Get a pack of basic color markers, crayons, or colored pencils. Color a two-inch stripe with each analogous color combination – make each color one-inch and have them touch. Leave some white space between the different combinations so the colors don’t influence one another.

Notice how because these colors sit next to one another on the color wheel they have something in common. Orange looks good next to red or yellow because together those colors mix to make orange.

Three Color Analogous Combinations

Together red, orange, and yellow create a trio of warm analogous colors. Green, blue, and violet tend to be considered cool colors. A combination of orange, yellow, and green will make the green seem warmer. If you include tertiary colors, you’ll get even more analogous color combinations.

Create as many three-color analogous combinations as you can, coloring a three-inch stripe with each color an inch square.

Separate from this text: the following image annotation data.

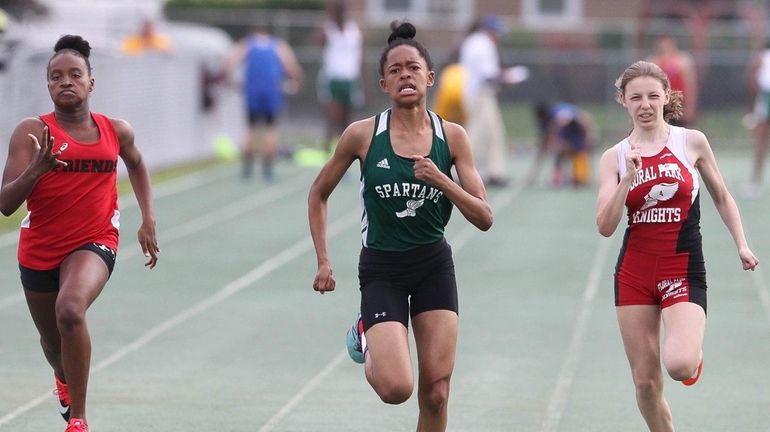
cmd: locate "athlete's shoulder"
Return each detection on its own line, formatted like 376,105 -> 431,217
340,116 -> 375,145
103,116 -> 134,143
441,119 -> 468,144
11,117 -> 45,142
684,129 -> 710,153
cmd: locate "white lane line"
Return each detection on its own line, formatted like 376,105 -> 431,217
0,207 -> 358,427
258,350 -> 348,432
0,176 -> 316,310
541,237 -> 612,432
258,184 -> 524,432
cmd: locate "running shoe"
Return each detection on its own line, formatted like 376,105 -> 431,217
53,374 -> 70,421
682,357 -> 703,386
347,313 -> 366,363
64,418 -> 88,432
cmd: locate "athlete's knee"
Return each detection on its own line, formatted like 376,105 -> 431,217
40,336 -> 61,361
56,298 -> 86,333
664,354 -> 698,381
634,377 -> 663,401
375,381 -> 413,405
419,377 -> 449,413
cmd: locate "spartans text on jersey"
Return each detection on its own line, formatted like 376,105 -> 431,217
374,182 -> 444,203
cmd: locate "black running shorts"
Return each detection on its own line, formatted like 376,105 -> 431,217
358,239 -> 458,330
19,243 -> 115,293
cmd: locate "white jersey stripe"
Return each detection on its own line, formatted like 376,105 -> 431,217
374,109 -> 390,136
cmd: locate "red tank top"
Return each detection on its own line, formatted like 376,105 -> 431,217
18,113 -> 120,270
616,126 -> 701,254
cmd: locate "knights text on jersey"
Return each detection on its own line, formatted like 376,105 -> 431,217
360,110 -> 452,251
18,113 -> 120,270
615,126 -> 701,253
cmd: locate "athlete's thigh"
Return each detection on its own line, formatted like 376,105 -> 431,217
365,321 -> 412,382
615,305 -> 661,377
24,289 -> 61,352
663,302 -> 706,356
58,249 -> 110,308
412,309 -> 458,382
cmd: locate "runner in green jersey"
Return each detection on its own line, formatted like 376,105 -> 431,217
308,23 -> 492,431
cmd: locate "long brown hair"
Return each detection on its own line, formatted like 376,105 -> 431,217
615,60 -> 684,123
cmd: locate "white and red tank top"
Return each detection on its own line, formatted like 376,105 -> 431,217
18,113 -> 120,270
615,126 -> 701,254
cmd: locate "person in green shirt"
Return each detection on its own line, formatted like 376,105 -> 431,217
308,22 -> 492,431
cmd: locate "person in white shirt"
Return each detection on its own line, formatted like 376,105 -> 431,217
742,43 -> 770,198
460,16 -> 508,186
318,0 -> 364,151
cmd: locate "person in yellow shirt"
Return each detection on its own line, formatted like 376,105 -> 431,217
121,19 -> 172,55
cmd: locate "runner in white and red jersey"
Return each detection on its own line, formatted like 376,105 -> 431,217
0,35 -> 159,432
596,61 -> 759,431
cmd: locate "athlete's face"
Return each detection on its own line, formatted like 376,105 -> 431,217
48,52 -> 94,107
380,45 -> 435,106
620,76 -> 669,128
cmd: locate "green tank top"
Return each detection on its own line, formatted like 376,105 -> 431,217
361,109 -> 452,251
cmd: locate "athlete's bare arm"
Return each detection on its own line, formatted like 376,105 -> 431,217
687,129 -> 759,270
308,117 -> 374,294
596,146 -> 642,237
428,121 -> 493,231
0,117 -> 67,216
111,119 -> 160,268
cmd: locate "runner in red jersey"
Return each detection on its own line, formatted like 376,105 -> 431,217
0,35 -> 159,432
596,61 -> 759,431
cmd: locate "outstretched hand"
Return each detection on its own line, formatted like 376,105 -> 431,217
137,223 -> 160,268
412,155 -> 443,186
626,138 -> 642,179
27,126 -> 67,176
313,264 -> 337,294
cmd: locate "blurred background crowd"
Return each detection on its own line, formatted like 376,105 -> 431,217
0,0 -> 770,191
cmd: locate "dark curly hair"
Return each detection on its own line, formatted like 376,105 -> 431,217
46,35 -> 91,75
380,21 -> 433,76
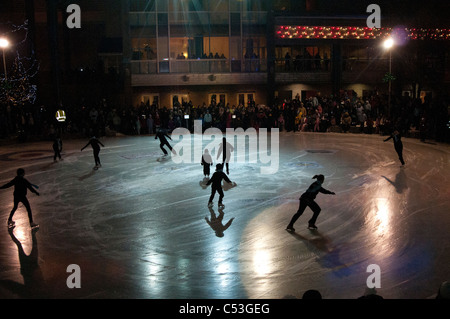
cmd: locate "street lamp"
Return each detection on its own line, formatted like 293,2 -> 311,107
383,38 -> 395,117
0,38 -> 9,80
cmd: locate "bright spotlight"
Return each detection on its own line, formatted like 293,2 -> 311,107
383,38 -> 394,49
0,38 -> 9,49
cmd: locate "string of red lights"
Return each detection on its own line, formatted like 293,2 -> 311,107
276,25 -> 450,40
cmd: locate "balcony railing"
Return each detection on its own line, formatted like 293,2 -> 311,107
131,59 -> 267,74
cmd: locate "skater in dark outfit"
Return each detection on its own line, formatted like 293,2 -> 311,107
155,129 -> 176,156
53,137 -> 62,162
205,208 -> 234,237
206,164 -> 236,208
0,168 -> 39,229
383,130 -> 405,166
286,175 -> 335,231
217,138 -> 234,174
201,148 -> 213,178
81,136 -> 105,169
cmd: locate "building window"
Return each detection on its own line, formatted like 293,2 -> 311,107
237,93 -> 256,106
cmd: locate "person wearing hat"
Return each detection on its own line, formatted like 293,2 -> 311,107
286,175 -> 335,231
81,136 -> 105,169
0,168 -> 39,229
206,164 -> 233,208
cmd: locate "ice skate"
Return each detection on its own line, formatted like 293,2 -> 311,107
286,225 -> 295,232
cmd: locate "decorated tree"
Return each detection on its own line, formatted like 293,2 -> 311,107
0,21 -> 39,105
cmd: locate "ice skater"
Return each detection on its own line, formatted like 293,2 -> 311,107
155,129 -> 177,156
0,168 -> 39,229
383,130 -> 405,166
205,208 -> 234,237
53,136 -> 62,162
286,175 -> 335,231
217,137 -> 234,174
201,148 -> 213,178
81,136 -> 105,169
206,164 -> 233,209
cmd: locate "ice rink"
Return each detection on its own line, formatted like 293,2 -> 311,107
0,132 -> 450,299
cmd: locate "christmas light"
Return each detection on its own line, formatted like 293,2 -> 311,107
276,25 -> 450,40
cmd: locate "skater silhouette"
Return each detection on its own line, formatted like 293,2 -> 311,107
383,130 -> 405,166
286,175 -> 335,231
0,168 -> 39,229
81,136 -> 105,169
206,164 -> 232,208
53,137 -> 62,162
155,129 -> 176,156
205,208 -> 234,237
217,137 -> 234,174
201,148 -> 213,178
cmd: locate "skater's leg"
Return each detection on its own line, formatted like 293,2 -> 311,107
395,146 -> 405,165
8,198 -> 20,223
22,197 -> 33,225
308,200 -> 321,226
159,143 -> 168,155
208,187 -> 216,203
287,198 -> 308,229
217,187 -> 224,205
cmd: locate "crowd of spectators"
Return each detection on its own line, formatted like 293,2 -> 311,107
0,91 -> 449,142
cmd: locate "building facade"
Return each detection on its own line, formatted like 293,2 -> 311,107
124,0 -> 449,107
0,0 -> 450,108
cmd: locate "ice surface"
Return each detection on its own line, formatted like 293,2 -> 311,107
0,133 -> 450,299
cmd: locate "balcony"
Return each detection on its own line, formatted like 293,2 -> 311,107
342,58 -> 389,84
131,59 -> 267,74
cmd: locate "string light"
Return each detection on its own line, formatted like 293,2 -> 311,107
276,25 -> 450,40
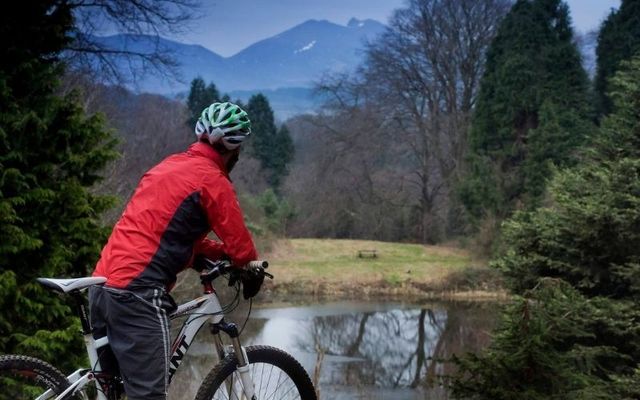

If you were decorating your room or getting dressed in the morning, you could use your knowledge of analogous colors to match clothing. Select one color as your dominant color (blue pants), a second color to support the first (green sweatshirt), and the final color as an accent (a yellow hat).

Cubism-Inspired Art Project

On a sheet of paper, draw a simple image (house, animal, flower, etc.) Think of a picture you might find in a coloring book for young children – it shouldn’t have too many details.

Take a ruler and a pencil and draw three lines across the image in one direction and four lines across the other direction. Draw the lines at diagonal angles in different directions.

Now, look at the three-color analogous combinations you discovered and select your favorite. Take those three pencils, plus black and white.

To color your image, each time you cross a line, you will change colors giving your final picture a cubist feel. It doesn’t matter if the line is part of your image or is one of the lines you drew through the image. For each line, you cross, change the color, no matter how big or small the area is, including the background.

You will only use these five colors (you don’t have to color the white sections since the paper is white, but having the pencil there is a good reminder) to color the image. Try to avoid using the same color for two sections that are next to one another. (If points touch, that is okay.)

Learning to use analogous colors will make it easier to select color combinations for your room, your clothing, party decorations, and art and craft projects. Keep the examples you colored for future reference until thinking about analogous combinations becomes natural.